Hello, if you have any need, please feel free to consult us, this is my wechat: wx91due
STA4634/5635 Applied Machine Learning
Course Information
Class Meeting Place: HCB 313
Class Meeting Time: MW 3:35-4:50pm
Instructor: Dr. Adrian Barbu
E-mail: [email protected]
Office: 106C OSB
Phone: 850-290-5202
Office Hours: Tuesday 3:00-5:00pm or by appointment
Teaching Assistant: Lizhe Sun
E-mail: [email protected]
Office: 204 OSB
Office Hours: Monday 10:00am-12:00pm
Textbooks (optional):
1. The Elements of Statistical Learning by T. Hastie, R. Tibshirani, and J. H. Friedman (publisher: Springer) http://www.stanford.edu/~hastie/ElemStatLearn/printings/ESLII_print12.pdf
2. Pattern Recognition and Machine Learning by Christopher M. Bishop (publisher: Springer)
3. Machine Learning by Tom M. Mitchell (publisher: McGraw-Hill)
All textbooks are optional since the course will not follow any particular book.

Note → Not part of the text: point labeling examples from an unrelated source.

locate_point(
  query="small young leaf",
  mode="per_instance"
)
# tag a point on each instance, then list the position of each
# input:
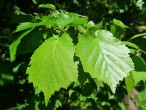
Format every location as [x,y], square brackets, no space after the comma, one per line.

Course Objectives: At the end of the course, the student will:
– be able to understand many machine learning methods with their advantages and disadvantages– be able to implement the methods or know where to obtain them from
– be able to use existing library software – have a working knowledge of most of the methods
– be able to determine most appropriate learning method for a specific application
Course topics: This course is an overview of statistical methods for supervised, unsupervised and weakly supervised learning. The following topics will be covered:
• Decision Trees, Random Forests
• Naive Bayes Classifiers
• Linear and Logistic Regression
• Generative and Discriminative Learning
• Learning with regularized loss functions
• Neural Networks
• Large Margin Classifiers: Support Vector Machines, Kernel Methods
• Boosting: AdaBoost, LogitBoost, RealBoost, GentleBoost
• Feature Selection with Annealing
• Efficient Inference: Marginal Space Learning
• Learning Issues: Overfitting, Bias-variance tradeoff
• Learning Theory: PAC learning, VC Dimension
• Graphical Models, Hidden Markov Models, Conditional Random Fields, Belief Propagation
• Semi-supervised Learning
• Unsupervised Dimensionality Reduction: PCA, Factor Analysis, ICA
• Supervised dimensionality reduction: Feature Selection, Fisher LDA, Hidden layers in NN
• Nonlinear Dimensionality Reduction: Kernel PCA, Multi-dimensional scaling (MDS), Isometric mapping (ISOMAP), Local linear embedding (LLE)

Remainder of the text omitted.